Его речь о рабстве негров произвела глубокое впечатление на страну и поднялась к своему завершению, постепенно, но с постоянно восходящими периодами, к финалу абсолютного величия:—

«Я считаю свободу негра свершившейся и несомненной. Почему? Потому что это его право — потому что он показал себя достойным его; потому что предлог, или тень предлога, больше не может быть придуман для удержания этого права от его обладателя. Я знаю, что все люди в наши дни принимают участие в этом вопросе, и они больше не потерпят, чтобы их обманывали, теперь, когда они хорошо информированы. Моя уверенность тверда и непоколебима в великой перемене, свидетелем которой я был, — образовании народа, не скованного партией или сектой, — свидетелем с самого начала его прогресса, я могу сказать, с часа его рождения! Да! Не мне, смиренному человеку, было помогать при королевских рождениях вместе с прославленным Принцем, который снизошел, чтобы украсить зрелище этой открывающейся сессии, или великим капитаном и государственным деятелем, в чьем присутствии я теперь горд говорить. Но с тем прославленным Принцем и с отцом Королевы я присутствовал при том другом рождении, еще более заметном. С ними и с главой Дома Расселов, несравненно более прославленным в моих глазах, я наблюдал за его колыбелью — я отмечал его рост — я радовался его силе — я был свидетелем его зрелости; я был пощажен, чтобы увидеть, как он восходит на самую высоту верховной власти; направляя советы государства; ускоряя каждое великое улучшение; соединяясь с каждым добрым делом; поддерживая все полезные установления; искореняя злоупотребления во всех наших институтах; переходя границы нашего европейского владычества и в Новом Свете, как и в Старом, провозглашая, что свобода есть право человека по рождению — что различие цвета не дает права на угнетение — что цепи, теперь ослабленные, должны быть сбиты, и даже следы, которые они оставили, стерты — провозглашая это тем же вечным законом нашей природы, который делает нации хозяевами своей собственной судьбы и который в Европе заставил трон каждого тирана содрогнуться!

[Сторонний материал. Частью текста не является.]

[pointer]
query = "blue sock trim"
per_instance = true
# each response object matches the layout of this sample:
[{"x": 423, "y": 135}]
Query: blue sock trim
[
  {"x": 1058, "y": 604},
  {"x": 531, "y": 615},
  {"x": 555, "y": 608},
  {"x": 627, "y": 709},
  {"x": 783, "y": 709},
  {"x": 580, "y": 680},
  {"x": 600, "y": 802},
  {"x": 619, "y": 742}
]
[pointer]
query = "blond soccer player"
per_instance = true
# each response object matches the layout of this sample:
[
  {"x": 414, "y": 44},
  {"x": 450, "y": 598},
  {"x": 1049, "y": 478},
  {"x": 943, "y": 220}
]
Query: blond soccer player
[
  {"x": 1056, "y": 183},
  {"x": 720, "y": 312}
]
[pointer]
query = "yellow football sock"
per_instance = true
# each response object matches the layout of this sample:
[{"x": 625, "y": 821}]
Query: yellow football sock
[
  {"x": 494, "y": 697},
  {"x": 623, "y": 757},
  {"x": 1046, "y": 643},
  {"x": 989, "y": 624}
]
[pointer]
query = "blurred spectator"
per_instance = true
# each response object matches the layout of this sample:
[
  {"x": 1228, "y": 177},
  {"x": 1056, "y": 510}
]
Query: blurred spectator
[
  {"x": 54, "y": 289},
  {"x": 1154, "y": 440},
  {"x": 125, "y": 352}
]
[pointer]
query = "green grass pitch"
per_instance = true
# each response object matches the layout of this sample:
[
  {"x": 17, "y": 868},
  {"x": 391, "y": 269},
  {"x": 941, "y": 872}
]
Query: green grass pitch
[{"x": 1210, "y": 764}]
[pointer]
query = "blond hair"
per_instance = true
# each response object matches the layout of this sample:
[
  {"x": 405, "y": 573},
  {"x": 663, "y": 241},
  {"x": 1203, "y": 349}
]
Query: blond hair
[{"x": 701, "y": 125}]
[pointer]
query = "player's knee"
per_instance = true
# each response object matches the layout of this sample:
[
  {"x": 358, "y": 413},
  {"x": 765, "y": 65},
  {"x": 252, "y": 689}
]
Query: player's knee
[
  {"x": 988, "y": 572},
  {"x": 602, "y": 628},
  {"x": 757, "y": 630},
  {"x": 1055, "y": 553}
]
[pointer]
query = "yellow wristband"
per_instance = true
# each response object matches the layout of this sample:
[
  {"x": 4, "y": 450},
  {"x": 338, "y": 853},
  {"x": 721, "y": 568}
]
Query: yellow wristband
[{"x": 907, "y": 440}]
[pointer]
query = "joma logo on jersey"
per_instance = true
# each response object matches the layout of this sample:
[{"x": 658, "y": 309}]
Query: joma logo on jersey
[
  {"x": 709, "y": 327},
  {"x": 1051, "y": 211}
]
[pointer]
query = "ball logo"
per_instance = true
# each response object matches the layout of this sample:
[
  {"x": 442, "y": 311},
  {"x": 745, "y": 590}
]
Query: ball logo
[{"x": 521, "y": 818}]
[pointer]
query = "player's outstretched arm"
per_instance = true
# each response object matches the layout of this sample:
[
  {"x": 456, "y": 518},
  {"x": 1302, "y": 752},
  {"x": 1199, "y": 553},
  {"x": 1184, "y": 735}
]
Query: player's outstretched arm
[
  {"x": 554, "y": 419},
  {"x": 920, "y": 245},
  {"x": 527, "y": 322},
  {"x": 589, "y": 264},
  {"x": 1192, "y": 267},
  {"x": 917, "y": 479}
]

«Но им не нужно чувствовать никакой тревоги от прогресса света, тем, кто защищает ограниченную монархию и поддерживает народные институты, — кто ставит свою главную гордость не в господстве над рабами, будь они белые или черные, не в защите угнетателя, а в ношении конституционной короны, в держании меча правосудия рукой милосердия, в том, чтобы быть первым гражданином страны, чей воздух слишком чист для дыхания рабства и на чьи берега, если ступит нога пленника, его оковы сами собой спадают. На неудержимый прогресс этого великого принципа я смотрю с уверенностью, которую ничто не может поколебать; он делает любое улучшение верным; он делает любую перемену, которую он производит, безопасной; ибо ничто не может быть достигнуто, если оно не было подготовлено в осторожном и спасительном духе.

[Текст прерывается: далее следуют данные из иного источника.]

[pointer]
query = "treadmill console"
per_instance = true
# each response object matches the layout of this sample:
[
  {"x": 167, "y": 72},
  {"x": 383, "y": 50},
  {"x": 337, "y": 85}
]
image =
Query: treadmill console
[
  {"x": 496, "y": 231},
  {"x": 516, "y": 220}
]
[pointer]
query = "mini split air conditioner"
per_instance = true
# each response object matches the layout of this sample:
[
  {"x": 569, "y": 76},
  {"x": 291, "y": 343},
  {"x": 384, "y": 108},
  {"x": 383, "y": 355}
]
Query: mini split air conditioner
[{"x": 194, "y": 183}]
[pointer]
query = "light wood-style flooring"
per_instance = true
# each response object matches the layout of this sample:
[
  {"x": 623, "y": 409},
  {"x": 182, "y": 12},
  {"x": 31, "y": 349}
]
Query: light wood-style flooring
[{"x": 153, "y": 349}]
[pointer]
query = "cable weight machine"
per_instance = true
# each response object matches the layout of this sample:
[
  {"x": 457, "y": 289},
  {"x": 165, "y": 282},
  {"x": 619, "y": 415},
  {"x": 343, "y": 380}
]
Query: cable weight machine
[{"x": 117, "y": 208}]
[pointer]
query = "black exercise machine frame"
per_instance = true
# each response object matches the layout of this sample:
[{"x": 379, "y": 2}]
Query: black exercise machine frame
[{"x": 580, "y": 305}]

«Итак, теперь пришла полнота времени, чтобы наконец выполнить наш долг перед африканским пленником. Я продемонстрировал вам, что все упорядочено — каждый предыдущий шаг сделан — все безопасно, опытом показано, что безопасно, для долгожданного завершения. Время пришло, испытание сделано, час бьет; у вас больше нет предлога для колебаний, или нерешительности, или промедления. Раб показал, четырехлетним безупречным поведением и преданностью занятиям мирным трудом, что он так же достоин своей свободы, как любой английский крестьянин, да, или любой лорд, к которому я сейчас обращаюсь.

«Я требую его прав; я требую его свободы без ограничений. Во имя справедливости и закона — во имя разума — во имя Бога, Который не дал вам права творить несправедливость; я требую, чтобы вашего брата больше не попирали как вашего раба! Я обращаюсь к Общинам, которые представляют свободный народ Англии; и я требую от них выполнения того условия, за которое они заплатили столь огромную цену, — того условия, которое все их избиратели с замиранием сердца жаждут увидеть выполненным! Я обращаюсь к этой Палате. Наследственные судьи первого трибунала в мире — к вам я взываю о справедливости. Покровители всех искусств, которые гуманизируют человечество, — под вашу защиту я помещаю само человечество! К милосердному Государю свободного народа я взываю громко о милосердии к сотням тысяч, за которых полмиллиона ее христианских сестер взывали громко — я прошу, чтобы их крик не был напрасным. Но прежде всего я обращаю свой взор к престолу всякой справедливости и, благоговейно смиряясь перед Тем, Кто чище очами, чем смотреть на столь огромные беззакония, я молю, чтобы проклятие, висящее над головой несправедливого и угнетателя, было отвращено от нас — чтобы ваши сердца обратились к милосердию — и чтобы по всей земле Его воля наконец свершилась!»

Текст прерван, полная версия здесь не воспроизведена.